Doğum günü kutlamasından dolayı yatan var. ‘Bunlar yapılmasın’ demiyoruz; ama sosyal mesafe kuralları ve bilim kurulunun yayınladığı bir rehber var. Sizin nerede duracağınız ve aranızda ne kadar mesafe olacağına dair her şey belirtilmiş durumdadır. Kurallara uyamayacaksanız, sonuç kaçınılmazdır. İnsanlar mecburi sebeplerden dolayı karantinaya alınıyor.
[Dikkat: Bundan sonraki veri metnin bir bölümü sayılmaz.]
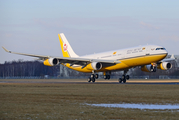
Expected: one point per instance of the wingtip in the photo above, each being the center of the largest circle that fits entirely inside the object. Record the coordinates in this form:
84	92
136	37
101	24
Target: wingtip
5	49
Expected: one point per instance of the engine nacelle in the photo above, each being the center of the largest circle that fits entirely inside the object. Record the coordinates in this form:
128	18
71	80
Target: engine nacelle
148	68
51	62
164	66
94	66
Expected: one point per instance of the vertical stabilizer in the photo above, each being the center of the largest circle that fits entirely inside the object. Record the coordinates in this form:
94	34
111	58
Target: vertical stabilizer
67	51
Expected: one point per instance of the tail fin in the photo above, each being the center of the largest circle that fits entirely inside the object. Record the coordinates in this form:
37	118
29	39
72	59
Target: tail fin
67	51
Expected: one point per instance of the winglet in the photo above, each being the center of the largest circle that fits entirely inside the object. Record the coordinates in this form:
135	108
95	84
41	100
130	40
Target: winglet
6	50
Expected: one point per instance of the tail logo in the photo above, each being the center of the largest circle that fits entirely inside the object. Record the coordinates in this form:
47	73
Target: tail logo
65	47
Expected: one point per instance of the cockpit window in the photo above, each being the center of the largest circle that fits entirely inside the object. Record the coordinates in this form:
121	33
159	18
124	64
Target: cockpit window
160	48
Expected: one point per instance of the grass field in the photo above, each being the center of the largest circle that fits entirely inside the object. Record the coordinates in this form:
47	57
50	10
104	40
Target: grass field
68	101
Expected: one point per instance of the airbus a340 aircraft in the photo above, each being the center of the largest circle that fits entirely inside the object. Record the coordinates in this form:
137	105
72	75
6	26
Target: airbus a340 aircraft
149	57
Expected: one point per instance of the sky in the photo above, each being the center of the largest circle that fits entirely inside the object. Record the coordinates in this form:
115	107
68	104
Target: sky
31	26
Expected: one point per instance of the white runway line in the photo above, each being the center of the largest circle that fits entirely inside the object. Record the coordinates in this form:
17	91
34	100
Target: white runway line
138	106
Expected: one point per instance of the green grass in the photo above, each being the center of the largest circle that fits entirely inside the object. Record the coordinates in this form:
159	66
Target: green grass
67	101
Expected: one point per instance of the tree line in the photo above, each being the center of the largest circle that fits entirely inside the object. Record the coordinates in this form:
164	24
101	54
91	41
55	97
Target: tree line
37	68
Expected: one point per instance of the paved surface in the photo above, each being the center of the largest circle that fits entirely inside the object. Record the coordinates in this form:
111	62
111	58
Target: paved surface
98	81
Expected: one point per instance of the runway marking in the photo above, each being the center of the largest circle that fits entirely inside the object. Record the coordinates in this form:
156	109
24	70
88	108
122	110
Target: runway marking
138	106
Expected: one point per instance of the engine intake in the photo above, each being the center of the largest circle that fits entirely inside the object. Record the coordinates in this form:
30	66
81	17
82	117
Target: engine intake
51	62
94	66
164	66
148	68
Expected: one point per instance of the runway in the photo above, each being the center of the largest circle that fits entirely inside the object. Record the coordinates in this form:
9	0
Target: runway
98	81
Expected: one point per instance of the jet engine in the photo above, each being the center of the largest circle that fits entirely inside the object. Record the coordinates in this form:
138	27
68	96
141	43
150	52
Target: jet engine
148	68
164	66
94	66
51	62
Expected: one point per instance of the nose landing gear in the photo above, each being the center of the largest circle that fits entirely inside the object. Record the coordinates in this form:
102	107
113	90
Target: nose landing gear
124	77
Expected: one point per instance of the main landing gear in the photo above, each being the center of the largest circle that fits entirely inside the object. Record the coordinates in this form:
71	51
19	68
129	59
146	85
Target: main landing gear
124	77
93	77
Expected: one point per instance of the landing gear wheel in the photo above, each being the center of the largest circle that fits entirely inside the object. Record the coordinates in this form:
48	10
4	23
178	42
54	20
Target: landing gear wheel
123	77
124	81
120	80
127	77
89	79
108	77
96	76
93	80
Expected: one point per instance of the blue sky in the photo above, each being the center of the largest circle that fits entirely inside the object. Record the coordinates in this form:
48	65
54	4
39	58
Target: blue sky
90	26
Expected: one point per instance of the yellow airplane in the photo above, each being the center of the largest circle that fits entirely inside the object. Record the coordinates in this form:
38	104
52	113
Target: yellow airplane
149	57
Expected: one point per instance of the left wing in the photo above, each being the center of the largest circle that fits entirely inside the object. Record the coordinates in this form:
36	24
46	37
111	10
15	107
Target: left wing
71	60
169	59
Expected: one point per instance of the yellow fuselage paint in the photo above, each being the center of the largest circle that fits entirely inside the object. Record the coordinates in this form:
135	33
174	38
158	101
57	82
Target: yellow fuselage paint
65	53
125	63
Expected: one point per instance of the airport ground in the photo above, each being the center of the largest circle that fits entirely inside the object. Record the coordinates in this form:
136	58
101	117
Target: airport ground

Pozitif olanları yatırıyoruz” ifadelerini kullandı.
KONYA’DA KAPASİTE DOLUYOR
Konya’da pandemi hastanesi olarak belirlenen iki hastanenin kapasitenin dolması üzerine yeni tespit edilen vakaların mağduriyet yaşamamaları adına bulundukları yerlerdeki hastanelere müracaat edebilecekleri ve tedavi altına alınabilecekleri öğrenildi.
Edinilen bilgiye göre, Konya’da normalleşme sürecinin ardından korona virüs vakalarında artış yaşandı. Daha önce kentin pandemi hastanesi olarak belirlenen Konya Eğitim ve Araştırma Hastanesi ile Beyhekim Devlet Hastanesinin kapasitesinin vaka artışları nedeniyle dolduğu öğrenildi.
Yeni tespit edilecek vakaların, vatandaşların mağduriyet yaşamamaları adına bulundukları yerlerdeki hastanelere müracaat edebilecekleri ve o hastanelerde tedavi altına alınabilecekleri kaydedildi.
İlçelerde tespit edilen hastalarında, ilçelerdeki hastanelerde tedavi altına alınacağı öğrenildi. Kentte yaşanan vaka artışının Sağlık Bakanlığı tarafından da takip edildiği belirtildi.
MANİSA’DA İKİNCİ HASTANE
Yeniden normalleşme süreci sonrasında korona virüs salgınında artışın başlaması üzerine pandemi hastanesi olan Manisa Merkezefendi Devlet Hastanesinde yaşanan doluluk nedeniyle Covid-19 testi pozitif çıkan ancak ağır semptomlar göstermeyen hastaların Manisa Şehir Hastanesine sevk edilerek tedavilerine devam edildiği öğrenildi.
Türkiye’de 1 Haziran itibariyle başlanan normalleşmenin ardından son günlerde artış gösteren korona virüs vakaları Manisa’da da kendini göstermeye başladı. Salgın boyunca Manisa merkezdeki tek pandemi hastanesi olan Manisa Merkezefendi Devlet Hastanesinde yaşanan yoğunluk sonrası Covid-19 testi pozitif çıkan ancak semptomları ağır olmayan hastalarını, Manisa Şehir Hastanesine sevk etmeye başladı.
Manisa Şehir Hastanesi salgın sürecinde sadece kendi hastanesinde testi pozitif çıkan hastaları tek bir serviste tedavi ederken yaşanan artış sonrası dışarıdan da hasta kabulüne başlamış oldu.
Manisa, maske ve sosyal mesafe kuralına uymadıkları gerekçesiyle en çok ceza uygulanan 4. il konumunda bulunurken, yetkililer her fırsatta maske, sosyal mesafe ve hijyen kurallarına uyulması çağrısında bulunuyor.